Since 1993 I work as a painter and draftsman. Since 1998, I have been exploring the possibilities of extending drawing and painting beyond the surface into the space.
In exhibitions, which are often constructed as a complete installation, the site-specific drawings and paintings can be overlaid by ceiling-high paper-cuts and trick-film projections.


I often take inspiration for my work from my own sketches and photos, as well as various found pictures, from those torn from periodicals through Internet images to still shots from films.
My work gives me the chance to respond to the flood of images that pours over me. I try to interpret in graphic art, in drawings, and in paintings the unconnected images that often exist in seemingly parallel worlds; I transpose them into a web of relations that, for me, is new in form and content and possibly poetic, as well.

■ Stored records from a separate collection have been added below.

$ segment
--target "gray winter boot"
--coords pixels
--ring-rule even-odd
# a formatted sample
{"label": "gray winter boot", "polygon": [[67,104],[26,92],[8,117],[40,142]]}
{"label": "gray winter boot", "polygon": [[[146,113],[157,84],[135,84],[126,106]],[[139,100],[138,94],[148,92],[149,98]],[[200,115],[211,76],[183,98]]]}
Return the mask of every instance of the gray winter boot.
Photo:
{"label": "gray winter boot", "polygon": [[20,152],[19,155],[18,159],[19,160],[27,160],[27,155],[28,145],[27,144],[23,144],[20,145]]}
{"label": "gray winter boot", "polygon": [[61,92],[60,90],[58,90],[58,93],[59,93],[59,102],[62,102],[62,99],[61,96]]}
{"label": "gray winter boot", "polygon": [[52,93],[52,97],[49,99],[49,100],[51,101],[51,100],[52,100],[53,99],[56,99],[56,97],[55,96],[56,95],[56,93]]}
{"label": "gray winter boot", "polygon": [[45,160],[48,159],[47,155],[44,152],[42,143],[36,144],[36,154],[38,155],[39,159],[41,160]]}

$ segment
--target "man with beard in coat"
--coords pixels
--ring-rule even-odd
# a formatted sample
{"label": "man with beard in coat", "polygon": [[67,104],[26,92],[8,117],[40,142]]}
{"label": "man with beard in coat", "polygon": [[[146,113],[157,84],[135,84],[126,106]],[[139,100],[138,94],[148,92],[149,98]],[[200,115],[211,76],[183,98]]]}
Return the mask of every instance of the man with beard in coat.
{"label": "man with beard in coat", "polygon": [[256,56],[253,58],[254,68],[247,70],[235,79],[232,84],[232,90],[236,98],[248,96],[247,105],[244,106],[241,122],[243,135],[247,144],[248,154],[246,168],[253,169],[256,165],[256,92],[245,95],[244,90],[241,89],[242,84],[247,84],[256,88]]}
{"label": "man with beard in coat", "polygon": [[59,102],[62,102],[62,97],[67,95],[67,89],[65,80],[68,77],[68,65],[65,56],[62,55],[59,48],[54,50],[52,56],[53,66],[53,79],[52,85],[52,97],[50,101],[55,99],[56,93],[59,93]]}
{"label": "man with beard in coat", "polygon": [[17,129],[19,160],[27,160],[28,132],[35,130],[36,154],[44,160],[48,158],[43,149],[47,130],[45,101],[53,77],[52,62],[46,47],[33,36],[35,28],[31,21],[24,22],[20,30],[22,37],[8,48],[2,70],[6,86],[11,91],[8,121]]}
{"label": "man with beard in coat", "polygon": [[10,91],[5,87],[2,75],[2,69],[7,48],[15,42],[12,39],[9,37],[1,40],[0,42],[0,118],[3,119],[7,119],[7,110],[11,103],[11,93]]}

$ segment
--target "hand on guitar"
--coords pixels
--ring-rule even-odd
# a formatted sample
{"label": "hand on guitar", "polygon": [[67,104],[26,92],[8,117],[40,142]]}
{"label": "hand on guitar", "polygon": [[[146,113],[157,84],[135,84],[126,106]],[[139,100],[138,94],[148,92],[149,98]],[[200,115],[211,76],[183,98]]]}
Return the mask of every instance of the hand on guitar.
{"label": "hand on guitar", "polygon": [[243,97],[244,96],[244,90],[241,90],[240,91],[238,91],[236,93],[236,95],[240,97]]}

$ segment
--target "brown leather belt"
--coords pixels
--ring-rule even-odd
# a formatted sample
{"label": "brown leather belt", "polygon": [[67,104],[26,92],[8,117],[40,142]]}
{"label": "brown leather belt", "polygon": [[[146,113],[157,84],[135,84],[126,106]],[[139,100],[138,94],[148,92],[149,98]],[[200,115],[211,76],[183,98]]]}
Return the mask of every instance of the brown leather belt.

My current subjects revolve around the question of the perception and changeability of identity and the accompanying metamorphoses. In real and virtual space, between imitation, staging and supposed authenticity, nowadays all doors seem to be open when looking for one’s own identity. At the moment I’m working on a series of small-format cut-outs, which I extract from magazine covers (I call them Cover-Cuts). Because of the identification potential of the cover model, the selected magazines (Vogue, Rolling Stone, InterView, etc.) offer numerous links to the questions at hand.


Both by painting over and overwriting my own texts as well as by cutting away large parts of the covers. The cohered parts of the covers dissolve – at the same time, the over painted parts and texts are highlighted. Fading and becoming are opposed.
One of the things that interests me thereby is how this procedure can release pictures (or images), which are usually already mediated, from their often stereotypical pupation (or clichéd concealment) so that they might take on an original, surprising character again.

The sitespecific drawings and -paintings are essentially developed during the work process and in relation to the conditions of the room and to turn these conditions into a component of the pictorial networkIn these works, for example, I am interested in how the movement of viewers in the room can be taken into account with regard to a changing perception of the image. On the one hand, by image fragments being spread across walls, projections or columns in such a way that different overlaps and overall images appear, depending on the change in the viewer’s position in the room. On the other hand, the fact that certain motifs, executed as anamorphosis, turn from abstract pictorial elements to something representationally readable.